1. Attention : “However, TPM (Transcripts Per Kilobase Million)” instead of “However, TPM (Transcripts Per Million)”

• I was just pointed here by a colleague to help me understand the benefit of TPM over RPKM (this is not my field) and i think this correction is mistaken. TPM is measuring the transcription frequency of a specific gene; the length of the gene is absorbed into the calculation and shouldn’t appear in the units. I’m not sure if TeX will render here, but i’ll give it a shot:

In the TPM calculation, $RPK_A$ (the reads per kilobase for gene A) is $n_A/\ell_A$, where $n_A$ is the number of reads that map to gene A and $\ell_A$ is the length of gene A. This measures the transcription rate for gene A. Then the scaling factor is $(\sum_i RPK_i) / (10^6)$, where $i$ ranges over all of the genes, including A. So the final value TPM of gene A is $(n_A/\ell_A)/(\sum_i n_i/\ell_i)\times 10^6$, which measures the *relative* rate of transcription of gene A (with the decimal point moved 6 spaces to the right). Both $\ell_A$ and $\ell_i$ have kilobase units, which cancel out.
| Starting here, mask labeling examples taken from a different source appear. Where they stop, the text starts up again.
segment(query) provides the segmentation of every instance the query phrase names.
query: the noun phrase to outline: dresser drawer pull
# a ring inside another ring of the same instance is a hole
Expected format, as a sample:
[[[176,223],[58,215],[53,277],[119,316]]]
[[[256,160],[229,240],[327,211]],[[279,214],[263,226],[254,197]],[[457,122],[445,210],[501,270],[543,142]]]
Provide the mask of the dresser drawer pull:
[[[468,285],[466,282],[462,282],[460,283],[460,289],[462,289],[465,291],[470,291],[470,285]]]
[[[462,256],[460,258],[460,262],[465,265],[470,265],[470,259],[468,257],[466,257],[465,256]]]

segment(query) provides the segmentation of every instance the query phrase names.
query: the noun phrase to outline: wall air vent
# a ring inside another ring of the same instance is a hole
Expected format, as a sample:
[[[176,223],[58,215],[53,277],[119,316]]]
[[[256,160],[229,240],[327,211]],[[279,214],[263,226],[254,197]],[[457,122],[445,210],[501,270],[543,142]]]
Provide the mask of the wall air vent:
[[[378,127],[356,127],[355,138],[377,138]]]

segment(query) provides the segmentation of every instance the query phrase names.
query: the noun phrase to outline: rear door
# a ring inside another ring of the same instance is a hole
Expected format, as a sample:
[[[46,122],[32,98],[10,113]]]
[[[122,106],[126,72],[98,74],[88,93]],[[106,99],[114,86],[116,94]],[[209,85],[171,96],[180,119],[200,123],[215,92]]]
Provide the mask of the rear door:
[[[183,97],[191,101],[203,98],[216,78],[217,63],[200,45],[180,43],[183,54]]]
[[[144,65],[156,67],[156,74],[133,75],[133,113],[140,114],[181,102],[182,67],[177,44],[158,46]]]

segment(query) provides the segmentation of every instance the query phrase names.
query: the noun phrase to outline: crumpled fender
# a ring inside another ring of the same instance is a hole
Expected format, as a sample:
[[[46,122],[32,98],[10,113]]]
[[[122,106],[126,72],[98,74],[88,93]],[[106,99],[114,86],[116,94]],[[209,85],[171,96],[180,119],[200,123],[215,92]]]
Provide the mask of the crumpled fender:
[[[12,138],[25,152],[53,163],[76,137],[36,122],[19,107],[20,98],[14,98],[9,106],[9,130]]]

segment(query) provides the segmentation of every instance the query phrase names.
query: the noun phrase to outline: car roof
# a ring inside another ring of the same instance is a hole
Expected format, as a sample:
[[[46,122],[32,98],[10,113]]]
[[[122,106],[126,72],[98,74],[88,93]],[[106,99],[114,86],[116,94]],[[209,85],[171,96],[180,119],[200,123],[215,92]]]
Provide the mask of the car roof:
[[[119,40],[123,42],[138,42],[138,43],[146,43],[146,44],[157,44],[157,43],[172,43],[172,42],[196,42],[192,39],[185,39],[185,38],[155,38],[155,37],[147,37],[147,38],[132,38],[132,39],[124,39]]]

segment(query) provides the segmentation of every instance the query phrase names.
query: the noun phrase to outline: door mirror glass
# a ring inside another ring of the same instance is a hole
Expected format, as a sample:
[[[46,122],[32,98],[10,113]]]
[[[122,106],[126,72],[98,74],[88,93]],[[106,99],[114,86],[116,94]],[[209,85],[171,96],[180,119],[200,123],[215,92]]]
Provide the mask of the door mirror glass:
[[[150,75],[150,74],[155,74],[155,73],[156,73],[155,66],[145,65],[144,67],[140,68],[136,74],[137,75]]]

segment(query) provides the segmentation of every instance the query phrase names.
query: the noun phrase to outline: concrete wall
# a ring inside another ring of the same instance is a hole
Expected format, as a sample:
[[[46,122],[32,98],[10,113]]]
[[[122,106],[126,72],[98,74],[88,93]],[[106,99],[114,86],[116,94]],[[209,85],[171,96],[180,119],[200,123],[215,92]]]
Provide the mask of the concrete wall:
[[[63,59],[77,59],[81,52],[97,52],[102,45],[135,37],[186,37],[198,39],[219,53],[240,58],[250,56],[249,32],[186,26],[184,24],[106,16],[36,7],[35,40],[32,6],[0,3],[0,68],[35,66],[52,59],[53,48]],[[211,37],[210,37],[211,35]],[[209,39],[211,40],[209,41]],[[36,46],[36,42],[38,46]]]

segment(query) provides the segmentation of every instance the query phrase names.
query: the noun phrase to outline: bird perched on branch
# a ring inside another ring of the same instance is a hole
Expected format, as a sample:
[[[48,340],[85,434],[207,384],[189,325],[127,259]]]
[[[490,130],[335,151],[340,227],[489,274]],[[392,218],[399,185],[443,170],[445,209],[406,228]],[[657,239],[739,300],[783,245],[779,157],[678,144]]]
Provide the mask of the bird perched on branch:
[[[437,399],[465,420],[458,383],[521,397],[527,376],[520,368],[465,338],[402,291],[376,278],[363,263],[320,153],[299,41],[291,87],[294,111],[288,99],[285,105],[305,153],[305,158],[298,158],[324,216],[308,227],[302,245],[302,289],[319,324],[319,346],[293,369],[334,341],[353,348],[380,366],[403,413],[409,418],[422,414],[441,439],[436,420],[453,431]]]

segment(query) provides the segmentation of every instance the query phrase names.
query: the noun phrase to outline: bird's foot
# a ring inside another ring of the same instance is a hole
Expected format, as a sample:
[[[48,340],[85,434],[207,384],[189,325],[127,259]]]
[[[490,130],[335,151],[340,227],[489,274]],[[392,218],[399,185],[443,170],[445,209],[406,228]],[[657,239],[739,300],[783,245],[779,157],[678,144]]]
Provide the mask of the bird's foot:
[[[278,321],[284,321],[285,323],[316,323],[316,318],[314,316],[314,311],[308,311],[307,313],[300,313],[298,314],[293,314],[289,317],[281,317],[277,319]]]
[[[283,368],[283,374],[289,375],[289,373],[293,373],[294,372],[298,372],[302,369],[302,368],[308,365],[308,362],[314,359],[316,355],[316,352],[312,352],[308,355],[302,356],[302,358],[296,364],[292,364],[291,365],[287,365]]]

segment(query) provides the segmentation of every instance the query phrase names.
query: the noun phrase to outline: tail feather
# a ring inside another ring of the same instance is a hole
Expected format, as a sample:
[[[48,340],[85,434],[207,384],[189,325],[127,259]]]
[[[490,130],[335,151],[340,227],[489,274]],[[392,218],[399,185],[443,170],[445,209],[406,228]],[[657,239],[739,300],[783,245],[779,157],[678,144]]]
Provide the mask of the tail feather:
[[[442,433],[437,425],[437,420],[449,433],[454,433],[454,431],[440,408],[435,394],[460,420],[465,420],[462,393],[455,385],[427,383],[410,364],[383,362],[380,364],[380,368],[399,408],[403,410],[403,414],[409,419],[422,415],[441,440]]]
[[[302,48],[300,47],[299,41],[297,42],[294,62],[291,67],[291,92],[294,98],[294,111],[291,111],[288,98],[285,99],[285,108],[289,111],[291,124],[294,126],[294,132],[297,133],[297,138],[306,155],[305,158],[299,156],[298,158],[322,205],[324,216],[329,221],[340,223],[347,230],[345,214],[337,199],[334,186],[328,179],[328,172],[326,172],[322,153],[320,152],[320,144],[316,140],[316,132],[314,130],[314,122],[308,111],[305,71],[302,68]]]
(I thought this might just be an accident of terminology, but other sources seem to expand TPM as “transcripts per million” as well. I also just realized that this comment might be trying to make the same correction i am; i’m not sure if the post itself was changed in response to this comment or remains as it was posted, so apologies for any misplaced attribution.)

2. If you do a search for this page and read what it has to say on TPM: “What the FPKM? A review of RNA-Seq expression units” it says you should never compare TPM between samples and that it’s only for within sample comparisons. Please comment.

• I tend to agree with “you should never compare TPM between samples and that it’s only for within sample comparisons”

Otherwise, I don’t think “Count up all the RPK values in a sample and divide this number by 1,000,000.” interpretable anymore among samples. This is basically a sum of sequencing depths of all genes, which is fundamentally different from the total number of mapped reads.

In my opinion, RPKM and TPM seem to be for different purposes.

• Daniel J McGoldrick

The authors actually state “TPM is probably the most stable unit across experiments, though you still shouldn’t compare it across experiments” You munged the quote and meaning. There is no “never” and certainly the implication that RPKM or FPKM would be better is false.

3. I think you need to replace ‘gene’ with ‘transcript’. It’s not gene length that counts, but transcript length

4. Hi,
I currently work with qPCR, but just recently was introduced to RNA-Seq ways to report results when a paper about the whole transcriptome of the organism I work with came out. It happens that I would like to compare my qPCR results with the results reported in the transcriptome paper (which are in RPKM) and I don’t know if I can. I’m reading a lot of papers, trying to understand it better, but I couldn’t come to a conclusion yet. Could you give me a hand, please?

Is it possible to compare qPCR results to RNA-Seq results?

Many thanks!

• You can’t compare the “numbers”, but you can compare the results of the analysis or use the evidence to support your claims.

5. “TPM is very similar to RPKM and FPKM. The only difference is the order of operations. Here’s how you calculate TPM”, if the only difference is the order of operations, then the TPM is always equal to RPKM, then why we need to have TPM at all?

• This is similar to why the order of operations like multiplication, addition, brackets matters. Look at the toy examples. The resulting RPKMs and TPMs are not multiples of each other, but yield different proportions for genes/samples.

6. There is any paper that discuss de best efficacy (like your video) of TPM?

7. If RPKM is obtained first by normalizing the sequencing depth and then the gene length in kb. Is there any reason why it wasn’t coined RPMK instead? Because RPMK seems to be more correctly reflect the order of operation.

8. Can we directly correlate FPKM/TPM to expression? In other words, does high FPKM/TPM values mean high expression for a gene?

Or how do I find the highly expressed genes within a RNAseq sample?